Circadian Rhythm Calculator

Discover Your Chronotype
& Ideal Sleep Schedule

Chronotype is not a preference — it’s a biological trait determined primarily by genetics (CLOCK gene variants) with age being the strongest non-genetic modifier. Eight questions will identify yours.

Chronotype Quiz Question 1 of 8

Your Social Jet Lag

Social jet lag is the mismatch between your biological clock and your required social schedule. Enter your required weekday wake time to see how many hours of misalignment you carry — and what it means for your health.

Source: Roenneberg T et al. (2012). “Social Jetlag and Obesity.” Current Biology, 22(10):939–943. Study of 65,000+ participants. 2+ hours of social jet lag associated with 33% higher odds of obesity, independent of sleep duration. Based on Munich Chronotype Questionnaire (MCTQ), Ludwig Maximilian University of Munich.

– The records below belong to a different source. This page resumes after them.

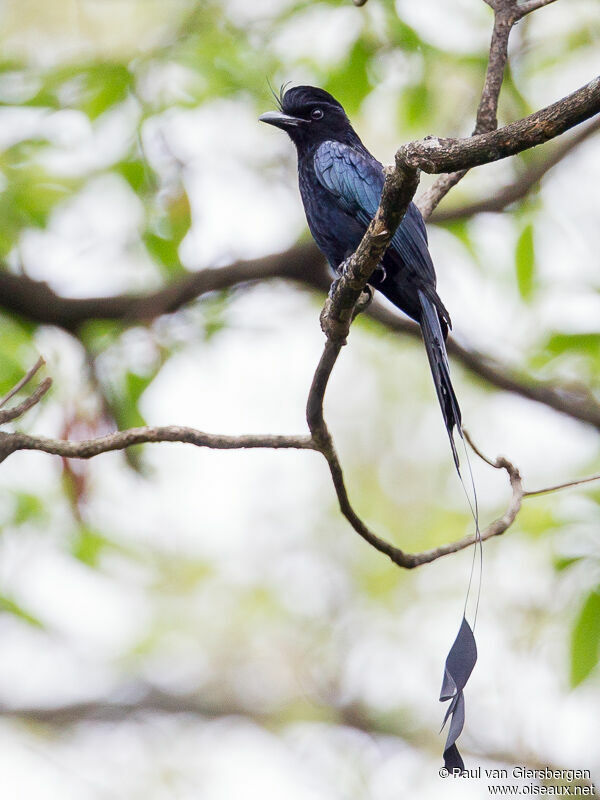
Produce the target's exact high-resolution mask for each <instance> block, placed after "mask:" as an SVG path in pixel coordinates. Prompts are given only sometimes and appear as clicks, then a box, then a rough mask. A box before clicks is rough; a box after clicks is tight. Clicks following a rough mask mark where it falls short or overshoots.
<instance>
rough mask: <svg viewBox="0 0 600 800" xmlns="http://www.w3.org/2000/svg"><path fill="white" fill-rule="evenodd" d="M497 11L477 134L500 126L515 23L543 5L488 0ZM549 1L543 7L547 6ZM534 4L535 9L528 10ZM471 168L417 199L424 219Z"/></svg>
mask: <svg viewBox="0 0 600 800" xmlns="http://www.w3.org/2000/svg"><path fill="white" fill-rule="evenodd" d="M485 2H486V3H487V4H488V5H489V6H491V8H492V9H493V11H494V27H493V29H492V40H491V42H490V50H489V56H488V65H487V69H486V75H485V81H484V84H483V89H482V91H481V98H480V100H479V107H478V109H477V117H476V123H475V129H474V131H473V135H474V136H475V135H477V134H480V133H488V132H490V131H493V130H495V129H496V128H497V127H498V117H497V115H498V100H499V98H500V89H501V88H502V81H503V80H504V70H505V68H506V60H507V57H508V40H509V37H510V33H511V31H512V29H513V27H514V25H515V23H516V22H517V21H518V20H520V19H522V17H524V16H525V15H526V14H529V13H530V12H531V11H535V9H536V8H538V7H539V6H533V5H531V4H522V5H518V4H517V0H485ZM548 2H553V0H547V1H546V2H545V3H544V2H542V3H540V5H547V3H548ZM528 5H531V7H526V6H528ZM467 172H468V168H466V169H459V170H458V171H456V172H450V173H449V174H447V175H442V176H440V177H439V178H438V179H437V180H436V181H435V183H434V184H432V186H430V188H429V189H428V190H427V191H426V192H424V193H423V194H422V195H421V197H420V198H419V199H418V200H417V206H418V207H419V209H420V211H421V213H422V214H423V218H424V219H425V220H427V219H429V217H430V216H431V214H432V212H433V211H434V209H435V208H436V207H437V206H438V204H439V203H440V201H441V200H442V199H443V198H444V197H445V196H446V195H447V194H448V192H449V191H450V189H452V187H453V186H456V184H457V183H458V182H459V181H460V180H462V178H464V176H465V175H466V174H467Z"/></svg>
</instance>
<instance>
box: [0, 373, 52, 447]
mask: <svg viewBox="0 0 600 800" xmlns="http://www.w3.org/2000/svg"><path fill="white" fill-rule="evenodd" d="M51 386H52V378H44V380H43V381H42V382H41V383H40V385H39V386H38V387H37V389H36V390H35V391H34V392H32V393H31V394H30V395H29V397H26V398H25V399H24V400H23V401H22V402H21V403H19V405H18V406H13V407H12V408H8V409H6V410H5V411H0V425H3V424H4V423H5V422H11V421H12V420H13V419H17V418H18V417H21V416H23V414H24V413H25V412H26V411H29V409H30V408H33V407H34V406H35V405H37V404H38V403H39V402H40V400H41V399H42V397H43V396H44V395H45V394H46V392H47V391H48V389H49V388H50V387H51ZM2 435H5V436H6V435H8V434H2ZM10 435H12V434H10ZM15 435H16V434H15Z"/></svg>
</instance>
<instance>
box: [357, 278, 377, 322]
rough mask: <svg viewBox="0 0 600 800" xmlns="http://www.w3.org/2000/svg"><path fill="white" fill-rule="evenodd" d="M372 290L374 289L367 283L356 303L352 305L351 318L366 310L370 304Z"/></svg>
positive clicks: (362, 290)
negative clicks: (354, 305) (366, 284)
mask: <svg viewBox="0 0 600 800" xmlns="http://www.w3.org/2000/svg"><path fill="white" fill-rule="evenodd" d="M374 292H375V290H374V289H373V287H372V286H370V285H369V284H368V283H367V285H366V286H365V288H364V289H363V290H362V292H361V293H360V297H359V298H358V300H357V302H356V305H355V306H354V311H353V312H352V319H353V320H354V319H356V317H357V316H358V315H359V314H362V312H363V311H366V310H367V308H368V307H369V306H370V305H371V303H372V301H373V294H374Z"/></svg>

How Chronotype Changes With Age

🌅
Child
Morning
Early risers
6–12 yrs
🌙
Teen
Evening
Latest peak
age 19–21
🌆
20s–30s
Evening–Int.
Shifting earlier
gradually
☀️
40s–50s
Intermediate
Stable period
for most
🌄
60s+
Morning
Returns to
earliness

The teenage evening shift is biological, not behavioural. Melatonin onset in adolescents shifts up to 2 hours later than in adults — driven by pubertal hormonal changes. This is why early school start times impose severe social jet lag on teenagers at the developmental stage when their brains are most sensitive to sleep deprivation. The shift gradually reverses through adulthood, with most people returning to morning-leaning schedules by their 60s.

Frequently Asked Questions

Can I change my chronotype?

Chronotype is primarily genetically determined and cannot be fundamentally changed. However, it can be modestly shifted — approximately 1–2 hours — through consistent bright light exposure immediately on waking (suppresses residual melatonin), avoiding blue light in the 2 hours before bed, and strategic melatonin use (0.5mg, 5 hours before desired sleep onset for evening types trying to shift earlier). Attempting to shift more than 2 hours beyond your genetic chronotype is generally ineffective and often counterproductive.

Is being an evening type unhealthy?

Evening chronotype itself is not unhealthy — it is a normal biological variation found in approximately 25% of the population. The health risks associated with eveningness are largely caused by social jet lag: being forced to wake at 6–7am when your biology wants 8–9am. Studies of evening types living on schedules aligned with their biology show health outcomes comparable to morning types. Roenneberg et al. (2012) found the obesity association was mediated by social jet lag, not chronotype per se.